Reply: If a company promises to help reduce the total amount you owe, this is called debt settlement. Typically, you stop paying your debts and instead make payments to the debt settlement company, which tries to negotiate a deal with your creditors.
Settling debts can have a significant negative impact on your credit scores, and you could be sued by creditors who are unwilling to settle. The process can take several years and you may have to pay taxes on any amount of debt forgiven as this is considered taxable income for you. Once you add the business fees, the amount you save through debt settlement may be less than you expect.
If you are considering debt settlement, first consult a bankruptcy lawyer (the Assn. Consumer Bankruptcy Lawyers offers references), because bankruptcy is often a faster, cheaper, and safer way to pay off crushing debt. The most common type of bankruptcy, Chapter 7 liquidation, typically takes three or four months, stops collection actions, legally wipes out many types of debt, and allows you to start rebuilding your credit immediately.
If a business promises to lend you money to pay off your loans and credit cards in full, it’s called debt consolidation. Debt consolidation can make sense if you can get a lower interest rate than what you are currently paying, if the payments are affordable, and if the loan allows you to get out of debt faster. However, you will need to be wary of debt consolidation companies that charge large upfront fees or charge high interest rates. If you have bad credit, you are probably better off going to a nonprofit credit counseling agency rather than paying high rates for a debt consolidation loan.
Two husbands. What advantage?
Dear Liz: I am 66 years old and recently widowed after a five year marriage. I was previously married and divorced after more than 20 years. I contributed to Social Security as a professional for 20 years. How do I know how to apply for Social Security benefits? Do I just have to declare my benefits? Should I wait until I am over 70? Should I apply for spousal benefits and, if so, for which husband?
Reply: Let us take this last question first. You are only eligible for spousal or divorced spouse’s benefits if the worker on whose file you are claiming is still alive. Spousal benefits can be up to half of what a worker would get at full retirement age. If the worker is deceased, on the other hand, you may be eligible for survivor benefits, which can be up to 100% of the worker’s benefit.

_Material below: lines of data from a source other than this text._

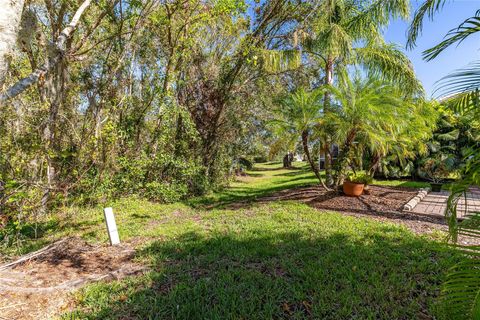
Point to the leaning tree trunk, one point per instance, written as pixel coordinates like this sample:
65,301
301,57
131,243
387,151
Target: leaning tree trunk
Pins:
326,110
310,160
10,17
42,71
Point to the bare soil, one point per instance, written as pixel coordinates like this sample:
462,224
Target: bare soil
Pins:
37,288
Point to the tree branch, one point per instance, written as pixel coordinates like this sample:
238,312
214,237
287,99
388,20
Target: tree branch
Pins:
40,72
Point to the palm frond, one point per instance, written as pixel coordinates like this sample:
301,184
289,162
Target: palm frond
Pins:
460,89
388,62
469,27
427,9
461,291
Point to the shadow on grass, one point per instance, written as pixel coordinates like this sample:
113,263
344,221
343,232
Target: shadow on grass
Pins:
384,274
238,196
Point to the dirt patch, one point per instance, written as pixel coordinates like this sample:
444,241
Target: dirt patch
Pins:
37,288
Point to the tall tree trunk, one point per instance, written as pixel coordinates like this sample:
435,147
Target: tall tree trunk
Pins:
42,71
310,160
374,164
344,158
10,17
326,110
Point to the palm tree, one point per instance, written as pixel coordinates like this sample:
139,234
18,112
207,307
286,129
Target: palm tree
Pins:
371,114
461,90
298,116
349,32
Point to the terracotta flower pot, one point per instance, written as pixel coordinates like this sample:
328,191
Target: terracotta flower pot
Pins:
353,189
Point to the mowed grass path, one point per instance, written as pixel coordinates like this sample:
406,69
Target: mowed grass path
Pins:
281,260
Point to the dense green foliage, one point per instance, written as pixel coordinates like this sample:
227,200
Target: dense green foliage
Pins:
461,92
278,259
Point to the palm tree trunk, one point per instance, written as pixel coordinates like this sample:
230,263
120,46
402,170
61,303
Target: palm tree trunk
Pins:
344,158
326,110
310,161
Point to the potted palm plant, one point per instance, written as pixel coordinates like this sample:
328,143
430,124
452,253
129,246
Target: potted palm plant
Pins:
435,169
354,184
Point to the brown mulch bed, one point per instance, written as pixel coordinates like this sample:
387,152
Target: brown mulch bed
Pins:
382,204
379,199
37,288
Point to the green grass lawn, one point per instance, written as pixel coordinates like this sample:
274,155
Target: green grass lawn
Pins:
282,260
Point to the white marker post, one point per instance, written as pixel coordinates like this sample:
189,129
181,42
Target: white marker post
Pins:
111,226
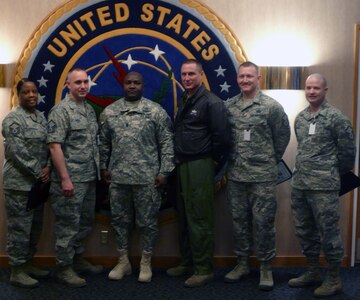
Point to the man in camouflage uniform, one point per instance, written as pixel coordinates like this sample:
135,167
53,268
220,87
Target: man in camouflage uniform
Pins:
260,135
136,158
72,141
325,151
26,162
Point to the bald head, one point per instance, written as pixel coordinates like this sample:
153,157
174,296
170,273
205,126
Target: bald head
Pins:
318,76
315,91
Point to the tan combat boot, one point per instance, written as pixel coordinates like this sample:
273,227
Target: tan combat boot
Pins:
31,270
20,278
241,270
179,270
67,275
266,280
310,277
145,267
81,265
331,284
122,268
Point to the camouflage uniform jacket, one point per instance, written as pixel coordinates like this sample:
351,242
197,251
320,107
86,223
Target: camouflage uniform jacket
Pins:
26,152
260,133
136,143
326,153
76,130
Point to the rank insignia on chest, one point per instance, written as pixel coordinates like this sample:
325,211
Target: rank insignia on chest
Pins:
194,113
51,126
14,129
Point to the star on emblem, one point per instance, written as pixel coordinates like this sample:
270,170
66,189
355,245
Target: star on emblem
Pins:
91,83
220,71
129,62
42,82
225,87
48,66
157,52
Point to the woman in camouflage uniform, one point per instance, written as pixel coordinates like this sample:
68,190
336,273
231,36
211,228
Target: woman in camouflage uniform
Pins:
26,162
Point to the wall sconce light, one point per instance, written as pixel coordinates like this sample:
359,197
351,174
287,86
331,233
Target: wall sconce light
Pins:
2,75
279,78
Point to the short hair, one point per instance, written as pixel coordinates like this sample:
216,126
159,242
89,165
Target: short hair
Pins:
250,64
21,83
193,61
73,69
319,76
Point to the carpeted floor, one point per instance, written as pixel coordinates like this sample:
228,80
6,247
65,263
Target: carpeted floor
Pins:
164,287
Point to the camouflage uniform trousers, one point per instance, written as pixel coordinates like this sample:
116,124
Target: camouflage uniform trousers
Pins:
141,202
253,208
24,227
74,219
316,218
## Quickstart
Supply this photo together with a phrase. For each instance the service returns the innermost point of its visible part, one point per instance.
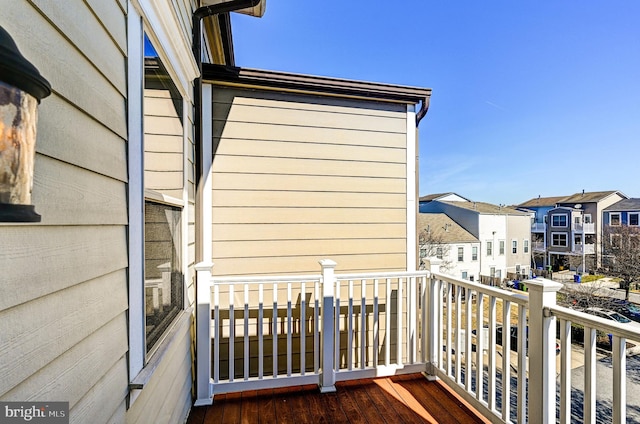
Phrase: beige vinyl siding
(299, 178)
(63, 292)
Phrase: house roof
(437, 196)
(442, 226)
(593, 196)
(541, 201)
(625, 205)
(487, 208)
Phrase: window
(163, 180)
(558, 220)
(614, 218)
(559, 239)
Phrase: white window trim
(559, 215)
(560, 245)
(142, 364)
(619, 215)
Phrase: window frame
(566, 239)
(561, 217)
(619, 219)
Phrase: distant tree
(621, 254)
(432, 245)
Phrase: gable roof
(625, 205)
(541, 201)
(439, 196)
(442, 226)
(593, 196)
(487, 208)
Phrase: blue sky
(529, 97)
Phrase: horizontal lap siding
(63, 291)
(300, 178)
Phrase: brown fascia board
(313, 84)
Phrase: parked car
(513, 332)
(613, 316)
(628, 309)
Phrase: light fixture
(21, 89)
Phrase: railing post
(542, 352)
(203, 334)
(328, 377)
(432, 323)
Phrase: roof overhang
(309, 84)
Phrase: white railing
(591, 326)
(262, 332)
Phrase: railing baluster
(468, 354)
(260, 331)
(399, 325)
(246, 331)
(522, 363)
(302, 328)
(363, 322)
(458, 344)
(232, 332)
(289, 331)
(216, 333)
(479, 346)
(565, 371)
(387, 329)
(491, 386)
(350, 327)
(619, 359)
(449, 339)
(376, 322)
(274, 338)
(506, 361)
(589, 374)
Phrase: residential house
(504, 234)
(539, 208)
(98, 300)
(574, 233)
(445, 242)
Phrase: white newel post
(542, 352)
(203, 334)
(328, 377)
(432, 319)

You may therefore be entitled to three different types of benefits: your own retirement pension, a divorced spouse’s benefit based on your ex’s file (because you had been married for at least 10 years) and a survivor benefit based on your late husband’s record (because you had been married for at least nine months at the time of his death). Normally you lose the ability to claiming divorced spouse’s benefits when you remarry, unless the second marriage ends in divorce, annulment or death, as yours did.
Which one to claim and when will depend on the details of your situation. You can call Social Security at (800) 772-1213 to get estimates of what you will get on each file. Consider using a paid service such as Social security solutions Where Maximize my social security to help you determine the best strategy for claiming benefits.

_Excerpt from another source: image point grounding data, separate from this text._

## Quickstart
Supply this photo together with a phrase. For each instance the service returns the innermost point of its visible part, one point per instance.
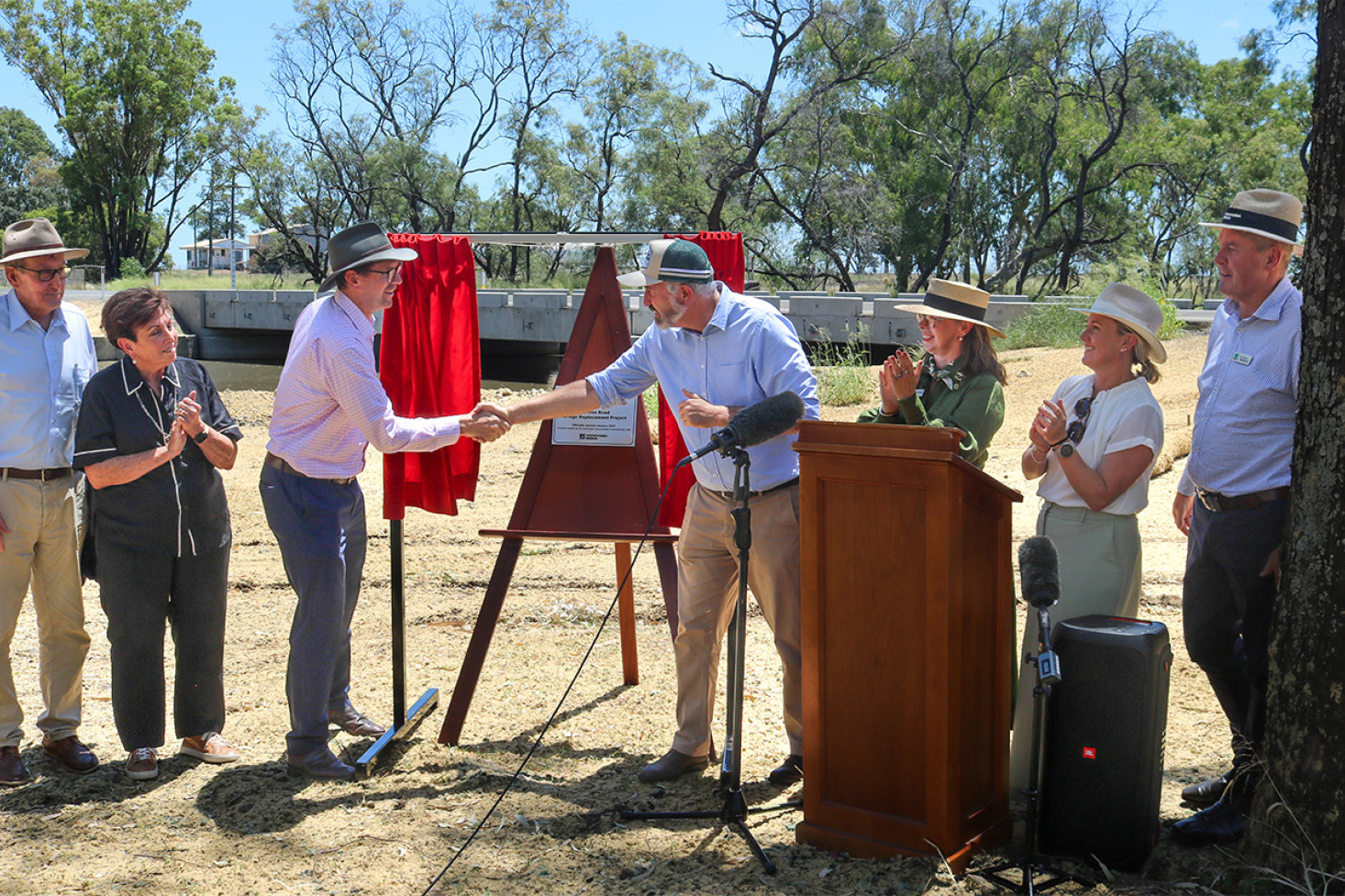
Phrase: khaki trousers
(42, 549)
(707, 588)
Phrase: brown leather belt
(283, 466)
(1218, 503)
(756, 494)
(50, 472)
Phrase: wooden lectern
(906, 643)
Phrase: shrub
(842, 371)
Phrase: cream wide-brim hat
(362, 244)
(35, 237)
(1134, 308)
(957, 302)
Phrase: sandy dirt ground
(248, 827)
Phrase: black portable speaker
(1103, 759)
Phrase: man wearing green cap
(329, 406)
(720, 351)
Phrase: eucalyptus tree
(130, 86)
(549, 58)
(1296, 829)
(817, 49)
(929, 133)
(28, 167)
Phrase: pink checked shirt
(329, 404)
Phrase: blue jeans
(320, 529)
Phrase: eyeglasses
(1075, 431)
(387, 272)
(46, 274)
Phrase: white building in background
(218, 254)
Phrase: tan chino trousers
(707, 588)
(42, 549)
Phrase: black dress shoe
(319, 764)
(72, 754)
(355, 723)
(12, 771)
(1220, 824)
(672, 764)
(788, 772)
(1206, 792)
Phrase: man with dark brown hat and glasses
(1232, 499)
(46, 358)
(329, 406)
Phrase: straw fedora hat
(362, 244)
(1267, 213)
(957, 302)
(35, 237)
(1134, 308)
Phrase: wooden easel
(580, 492)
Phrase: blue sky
(241, 34)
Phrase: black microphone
(1039, 568)
(755, 424)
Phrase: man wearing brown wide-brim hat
(329, 406)
(46, 358)
(1232, 499)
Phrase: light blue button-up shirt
(42, 377)
(747, 353)
(1243, 440)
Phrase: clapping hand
(1048, 428)
(695, 411)
(188, 415)
(176, 438)
(896, 381)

Learn more about health insurance choices
Dear Liz: I enjoyed your reviews on the choices between Traditional Medicare and Medicare Advantage. I have a terminology question: what is the difference between a Medigap policy and a supplemental policy? I have traditional health insurance and a supplemental plan, which covers deductibles and co-payments that Medicare does not cover. From your article, it appears that a Medigap policy is doing the same. Please clarify and keep up the good work.
Reply: Medigap and supplemental policy are two terms for the same product: an insurance policy sold by private insurers to cover “gaps” in Medicare coverage. If you have traditional health insurance (also known as original health insurance), it is generally advisable to have a Medigap supplemental policy as well.

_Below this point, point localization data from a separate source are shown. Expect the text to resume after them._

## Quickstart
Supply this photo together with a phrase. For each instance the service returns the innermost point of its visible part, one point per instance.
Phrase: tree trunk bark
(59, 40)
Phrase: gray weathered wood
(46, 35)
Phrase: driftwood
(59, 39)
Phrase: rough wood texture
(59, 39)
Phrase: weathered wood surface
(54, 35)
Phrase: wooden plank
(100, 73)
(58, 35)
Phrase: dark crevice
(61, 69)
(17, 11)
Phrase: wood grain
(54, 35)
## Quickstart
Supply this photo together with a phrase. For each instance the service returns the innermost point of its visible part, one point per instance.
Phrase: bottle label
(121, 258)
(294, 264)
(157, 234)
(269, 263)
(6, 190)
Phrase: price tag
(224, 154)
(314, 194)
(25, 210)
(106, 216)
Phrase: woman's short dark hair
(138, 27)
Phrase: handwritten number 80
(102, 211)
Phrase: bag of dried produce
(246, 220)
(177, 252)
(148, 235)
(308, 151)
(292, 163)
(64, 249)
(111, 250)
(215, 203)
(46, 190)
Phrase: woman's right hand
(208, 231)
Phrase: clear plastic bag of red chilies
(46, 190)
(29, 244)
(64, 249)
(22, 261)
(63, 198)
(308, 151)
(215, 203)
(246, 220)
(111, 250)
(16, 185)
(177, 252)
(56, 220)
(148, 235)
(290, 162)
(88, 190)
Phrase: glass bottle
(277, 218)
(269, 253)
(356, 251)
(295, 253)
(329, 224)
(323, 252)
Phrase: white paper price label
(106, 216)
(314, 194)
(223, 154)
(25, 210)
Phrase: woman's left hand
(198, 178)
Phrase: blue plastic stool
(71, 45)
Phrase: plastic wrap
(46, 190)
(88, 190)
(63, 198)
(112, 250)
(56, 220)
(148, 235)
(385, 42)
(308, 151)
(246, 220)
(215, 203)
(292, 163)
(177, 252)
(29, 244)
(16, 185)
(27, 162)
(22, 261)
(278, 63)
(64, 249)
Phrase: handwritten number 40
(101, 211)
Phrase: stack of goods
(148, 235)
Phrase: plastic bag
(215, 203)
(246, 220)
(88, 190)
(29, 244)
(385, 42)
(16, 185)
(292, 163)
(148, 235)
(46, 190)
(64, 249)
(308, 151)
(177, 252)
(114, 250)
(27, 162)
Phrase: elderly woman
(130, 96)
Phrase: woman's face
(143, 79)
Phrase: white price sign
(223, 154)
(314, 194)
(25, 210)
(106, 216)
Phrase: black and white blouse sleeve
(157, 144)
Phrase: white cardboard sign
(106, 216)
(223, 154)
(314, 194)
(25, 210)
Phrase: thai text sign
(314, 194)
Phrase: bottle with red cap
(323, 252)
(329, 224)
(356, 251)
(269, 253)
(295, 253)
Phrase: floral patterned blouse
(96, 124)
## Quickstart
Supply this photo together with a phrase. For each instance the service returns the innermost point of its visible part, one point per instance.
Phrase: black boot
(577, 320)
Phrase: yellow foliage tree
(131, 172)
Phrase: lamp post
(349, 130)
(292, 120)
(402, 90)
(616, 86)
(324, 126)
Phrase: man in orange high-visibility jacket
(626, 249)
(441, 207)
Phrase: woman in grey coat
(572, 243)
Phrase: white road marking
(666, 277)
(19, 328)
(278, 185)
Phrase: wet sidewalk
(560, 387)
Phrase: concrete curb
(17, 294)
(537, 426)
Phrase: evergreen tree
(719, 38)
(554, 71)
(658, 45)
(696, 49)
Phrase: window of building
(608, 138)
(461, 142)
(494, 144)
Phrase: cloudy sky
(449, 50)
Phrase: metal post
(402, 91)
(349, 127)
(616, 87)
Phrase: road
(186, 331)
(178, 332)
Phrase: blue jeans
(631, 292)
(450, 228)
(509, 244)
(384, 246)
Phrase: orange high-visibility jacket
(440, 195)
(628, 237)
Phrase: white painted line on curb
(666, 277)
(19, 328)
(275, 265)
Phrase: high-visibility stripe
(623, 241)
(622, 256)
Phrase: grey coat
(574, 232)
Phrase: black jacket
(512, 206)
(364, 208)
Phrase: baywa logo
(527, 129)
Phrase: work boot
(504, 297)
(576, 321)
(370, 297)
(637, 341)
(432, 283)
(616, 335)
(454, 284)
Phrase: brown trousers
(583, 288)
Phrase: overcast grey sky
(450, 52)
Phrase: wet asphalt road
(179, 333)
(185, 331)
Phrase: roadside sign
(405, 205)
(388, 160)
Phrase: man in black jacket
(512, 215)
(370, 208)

However, you cannot purchase a Medigap policy if you are on Medicare Advantage. Medicare Advantage is also provided by private insurers, but is meant to be an all-in-one alternative to traditional health insurance, rather than a supplement.
Liz Weston, Certified Financial Planner, is a personal finance columnist for NerdWallet. Questions can be directed to him at 3940 Laurel Canyon, No. 238, Studio City, CA 91604, or by using the “contact” form at asklizweston.com.